Perfüzyon, cerrahların çalışma şeklinden organ bağışlayabilecek hasta türlerine ve alıcıların sonuçlarına kadar organ nakli sürecinin her yönünü değiştiriyor. En önemlisi, perfüzyonu benimseyen cerrahi programlar daha fazla organ naklediyor. Northwestern’in karaciğer nakli hacminde 2020’den bu yana yüzde 30’luk bir artış yaşandı. Ulusal düzeyde akciğer, karaciğer ve kalp nakillerinin sayısı 2023’te yüzde 10’dan fazla arttı ki bu artış son 10 yılda görülen artışın en büyüğü.

2021’DE ONAY ALDI

Yıllar süren geliştirme sürecinin ardından, akciğerleri perfüzyon yoluyla korumaya yönelik ilk cihaz 2019’da Gıda ve İlaç İdaresi’nden onay aldı. Kalpleri ve karaciğerleri perfüze etmeye yönelik cihazlar 2021’in sonlarında onaylandı. Cihazlar kanı veya oksijenli bir sıvıyı tüpler aracılığıyla bağışlanan organın kan damarlarına pompalıyor. Perfüze edilen organdaki hücreler çalışmaya devam ettiğinden, klinisyenler organın alıcının vücudunda gelişip gelişmeyeceğini daha iyi değerlendirebiliyor.

KOMADAKİ HASTALARIN ORGAN BAĞIŞÇISI OLMALARININ ÖNÜ AÇILDI

Belki de en önemlisi, perfüzyon, ailelerinin yaşam desteğini kestiği ve kalplerinin sonunda durmasına neden olan komadaki hastaların organ bağışına kapı da açtı. Her yıl on binlerce insan dolaşımın durmasından sonra bu şekilde ölüyor, ancak ölüm süreci organlarını oksijenden mahrum bıraktığı için nadiren donör adayı olabiliyorlardı. Artık cerrahlar bu organları ya bir makineye alarak ya da daha düşük teknolojili bir yöntemle donörün vücudunun o bölgesinde kanı yeniden dolaştırarak perfüze ediyor. Bu da onları nakil için çok daha çekici hale getiriyor.

MALİYETİ YÜKSEK

Yalnız bu teknolojinin benimsenmesinin önündeki engellerden biri maliyet olabilir.
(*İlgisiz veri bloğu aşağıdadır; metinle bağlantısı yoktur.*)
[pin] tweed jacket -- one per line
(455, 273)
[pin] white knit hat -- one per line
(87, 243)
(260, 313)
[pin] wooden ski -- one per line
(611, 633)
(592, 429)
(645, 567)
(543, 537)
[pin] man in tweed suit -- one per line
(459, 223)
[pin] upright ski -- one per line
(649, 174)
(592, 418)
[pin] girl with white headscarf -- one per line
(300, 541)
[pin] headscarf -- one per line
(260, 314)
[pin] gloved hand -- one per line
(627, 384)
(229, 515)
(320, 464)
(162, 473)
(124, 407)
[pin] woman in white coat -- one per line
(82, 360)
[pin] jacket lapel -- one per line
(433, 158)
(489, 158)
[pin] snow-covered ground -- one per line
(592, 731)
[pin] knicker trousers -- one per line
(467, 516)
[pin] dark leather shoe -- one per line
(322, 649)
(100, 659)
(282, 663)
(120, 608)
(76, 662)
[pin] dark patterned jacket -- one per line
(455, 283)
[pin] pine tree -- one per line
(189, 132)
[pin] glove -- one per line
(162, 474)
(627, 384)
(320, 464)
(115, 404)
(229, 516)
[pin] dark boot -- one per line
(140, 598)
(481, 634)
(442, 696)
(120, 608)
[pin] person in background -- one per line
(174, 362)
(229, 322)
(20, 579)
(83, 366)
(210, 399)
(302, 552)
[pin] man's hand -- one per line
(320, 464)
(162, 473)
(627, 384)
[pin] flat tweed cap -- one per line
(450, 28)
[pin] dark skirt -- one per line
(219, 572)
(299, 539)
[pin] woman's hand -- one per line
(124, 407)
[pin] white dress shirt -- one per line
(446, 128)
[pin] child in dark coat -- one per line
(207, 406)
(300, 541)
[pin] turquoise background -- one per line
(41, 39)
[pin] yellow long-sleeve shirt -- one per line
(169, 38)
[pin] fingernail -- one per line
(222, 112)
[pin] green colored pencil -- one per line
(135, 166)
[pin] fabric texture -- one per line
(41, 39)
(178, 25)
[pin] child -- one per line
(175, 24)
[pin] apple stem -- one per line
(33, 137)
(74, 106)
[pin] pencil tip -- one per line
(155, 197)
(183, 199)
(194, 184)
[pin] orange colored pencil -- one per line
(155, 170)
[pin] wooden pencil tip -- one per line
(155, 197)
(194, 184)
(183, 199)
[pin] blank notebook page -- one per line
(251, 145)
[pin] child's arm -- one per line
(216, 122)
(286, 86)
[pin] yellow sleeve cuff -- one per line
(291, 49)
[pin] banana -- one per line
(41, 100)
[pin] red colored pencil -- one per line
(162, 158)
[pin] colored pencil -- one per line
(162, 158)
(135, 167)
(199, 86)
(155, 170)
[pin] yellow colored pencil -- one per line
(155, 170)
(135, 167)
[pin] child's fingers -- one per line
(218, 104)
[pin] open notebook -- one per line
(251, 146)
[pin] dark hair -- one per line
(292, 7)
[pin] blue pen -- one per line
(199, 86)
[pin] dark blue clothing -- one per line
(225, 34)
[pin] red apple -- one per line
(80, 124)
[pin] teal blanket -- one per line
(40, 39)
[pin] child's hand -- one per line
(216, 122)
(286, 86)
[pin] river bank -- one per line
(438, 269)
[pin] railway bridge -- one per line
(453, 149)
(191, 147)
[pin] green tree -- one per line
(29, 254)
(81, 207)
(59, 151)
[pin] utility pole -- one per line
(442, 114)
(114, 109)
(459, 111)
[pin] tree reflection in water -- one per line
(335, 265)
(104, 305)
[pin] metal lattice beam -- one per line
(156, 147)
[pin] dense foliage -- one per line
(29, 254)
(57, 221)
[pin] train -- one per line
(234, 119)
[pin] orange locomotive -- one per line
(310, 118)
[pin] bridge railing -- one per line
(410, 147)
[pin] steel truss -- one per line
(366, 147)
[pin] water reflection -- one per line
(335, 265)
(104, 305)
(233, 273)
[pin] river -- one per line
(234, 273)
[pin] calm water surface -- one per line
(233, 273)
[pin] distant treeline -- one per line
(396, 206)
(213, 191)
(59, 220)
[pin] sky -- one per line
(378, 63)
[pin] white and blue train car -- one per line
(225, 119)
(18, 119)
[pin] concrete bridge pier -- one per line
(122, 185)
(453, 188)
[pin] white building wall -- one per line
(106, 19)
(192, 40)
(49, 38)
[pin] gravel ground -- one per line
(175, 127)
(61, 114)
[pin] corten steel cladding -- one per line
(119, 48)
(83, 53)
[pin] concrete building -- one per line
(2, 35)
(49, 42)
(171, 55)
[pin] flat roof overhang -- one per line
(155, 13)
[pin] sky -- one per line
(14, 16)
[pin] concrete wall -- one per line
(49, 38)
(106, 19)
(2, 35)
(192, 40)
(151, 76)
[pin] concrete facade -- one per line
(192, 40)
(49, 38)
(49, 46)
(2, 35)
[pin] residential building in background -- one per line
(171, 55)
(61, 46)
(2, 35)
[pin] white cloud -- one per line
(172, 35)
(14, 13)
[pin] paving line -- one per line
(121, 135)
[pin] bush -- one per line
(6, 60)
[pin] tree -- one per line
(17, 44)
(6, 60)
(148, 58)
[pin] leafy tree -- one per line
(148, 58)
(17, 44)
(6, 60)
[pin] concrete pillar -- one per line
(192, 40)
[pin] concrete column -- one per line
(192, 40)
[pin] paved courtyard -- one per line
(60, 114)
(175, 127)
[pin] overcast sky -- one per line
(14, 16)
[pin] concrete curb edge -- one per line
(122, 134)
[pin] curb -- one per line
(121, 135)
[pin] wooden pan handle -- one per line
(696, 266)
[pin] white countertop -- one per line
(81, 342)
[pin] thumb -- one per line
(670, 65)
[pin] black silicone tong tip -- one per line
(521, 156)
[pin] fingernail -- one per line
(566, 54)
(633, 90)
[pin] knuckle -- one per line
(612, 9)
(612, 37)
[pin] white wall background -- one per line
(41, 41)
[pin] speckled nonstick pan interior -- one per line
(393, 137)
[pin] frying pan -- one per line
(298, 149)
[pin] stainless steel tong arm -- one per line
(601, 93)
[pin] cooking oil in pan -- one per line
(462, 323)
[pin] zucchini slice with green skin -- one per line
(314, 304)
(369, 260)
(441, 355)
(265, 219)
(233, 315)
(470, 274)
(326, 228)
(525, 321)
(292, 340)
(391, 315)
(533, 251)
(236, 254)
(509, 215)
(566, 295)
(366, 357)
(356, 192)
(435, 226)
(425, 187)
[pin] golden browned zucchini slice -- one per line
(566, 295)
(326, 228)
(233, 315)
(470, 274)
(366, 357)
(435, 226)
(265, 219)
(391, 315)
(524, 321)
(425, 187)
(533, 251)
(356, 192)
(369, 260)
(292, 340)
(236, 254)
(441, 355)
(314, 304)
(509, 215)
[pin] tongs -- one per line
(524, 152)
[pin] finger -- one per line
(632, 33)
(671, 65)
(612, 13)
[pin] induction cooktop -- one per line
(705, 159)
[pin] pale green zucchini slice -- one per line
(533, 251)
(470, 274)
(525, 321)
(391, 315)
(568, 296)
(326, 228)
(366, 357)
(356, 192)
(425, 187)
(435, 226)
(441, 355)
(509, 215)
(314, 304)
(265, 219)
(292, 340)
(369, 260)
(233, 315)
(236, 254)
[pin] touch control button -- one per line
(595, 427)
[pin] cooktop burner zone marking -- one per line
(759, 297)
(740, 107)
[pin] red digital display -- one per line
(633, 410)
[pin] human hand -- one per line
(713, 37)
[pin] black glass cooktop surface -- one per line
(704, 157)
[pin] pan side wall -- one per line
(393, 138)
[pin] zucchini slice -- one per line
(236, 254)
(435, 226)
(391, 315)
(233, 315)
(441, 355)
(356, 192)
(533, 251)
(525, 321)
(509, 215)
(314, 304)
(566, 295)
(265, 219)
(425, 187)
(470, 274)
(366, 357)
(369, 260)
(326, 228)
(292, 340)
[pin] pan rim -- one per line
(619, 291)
Cihaz üreticilerinin şu anda talep ettiği oranlarda, bir organın vücut dışına nakledilmesi, nakil fiyatına 65.000 dolardan fazla bir meblağ ekleyebilir. Daha küçük hastaneler cihazın ön masraflarını karşılayamayabilir. Ancak bazı cerrahlar, perfüze organ verilen hastaların genellikle hastaneden daha çabuk ve daha az komplikasyonla ayrılmaları; orta ve uzun vadede daha iyi sonuçlara sahip olmaları nedeniyle teknolojinin yine de para tasarrufu sağlayabileceğini söylüyor.
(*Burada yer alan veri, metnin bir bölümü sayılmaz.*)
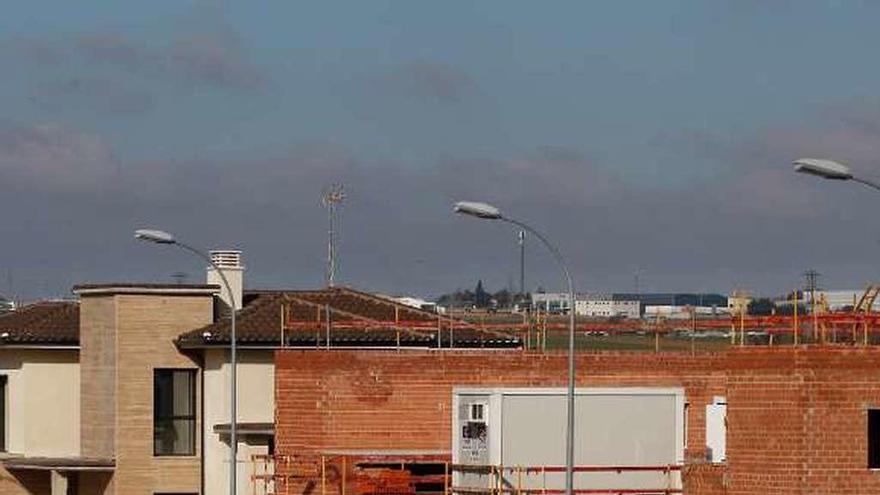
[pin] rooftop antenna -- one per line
(521, 237)
(333, 197)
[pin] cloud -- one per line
(213, 58)
(94, 94)
(52, 158)
(750, 222)
(433, 81)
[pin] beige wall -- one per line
(25, 483)
(139, 340)
(256, 404)
(43, 401)
(98, 371)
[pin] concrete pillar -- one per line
(59, 482)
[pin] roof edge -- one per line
(146, 289)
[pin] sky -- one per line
(648, 140)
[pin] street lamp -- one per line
(829, 169)
(489, 212)
(161, 237)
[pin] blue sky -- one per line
(644, 136)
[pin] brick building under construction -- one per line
(798, 420)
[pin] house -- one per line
(126, 390)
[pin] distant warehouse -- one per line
(630, 305)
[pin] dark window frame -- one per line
(873, 437)
(159, 418)
(4, 417)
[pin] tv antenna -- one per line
(332, 198)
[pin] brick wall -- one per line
(798, 420)
(376, 400)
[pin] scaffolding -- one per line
(434, 474)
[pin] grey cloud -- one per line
(433, 81)
(51, 158)
(215, 58)
(93, 94)
(40, 51)
(754, 224)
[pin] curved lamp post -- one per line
(829, 169)
(489, 212)
(161, 237)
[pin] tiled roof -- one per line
(357, 319)
(42, 323)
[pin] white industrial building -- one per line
(606, 306)
(551, 302)
(837, 300)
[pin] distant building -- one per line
(738, 302)
(837, 300)
(551, 302)
(606, 306)
(677, 304)
(416, 302)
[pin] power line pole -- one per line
(522, 261)
(333, 196)
(811, 284)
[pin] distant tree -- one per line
(503, 298)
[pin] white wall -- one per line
(42, 402)
(256, 404)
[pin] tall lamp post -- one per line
(161, 237)
(830, 169)
(489, 212)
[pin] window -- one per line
(478, 412)
(3, 379)
(873, 438)
(174, 412)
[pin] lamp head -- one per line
(477, 209)
(827, 169)
(157, 236)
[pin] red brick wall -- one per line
(387, 400)
(797, 420)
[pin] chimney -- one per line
(229, 262)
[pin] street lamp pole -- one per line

Cerrahlar hala organların vücut dışında ne kadar süre hayatta kalabileceğinin üst sınırlarını araştırıyor ve teknolojiler halihazırda nakilleri büyük ölçüde değiştiriyor olsa da, bazıları perfüzyonun bu alanda henüz bir başlangıç ​​olduğunu söylüyor.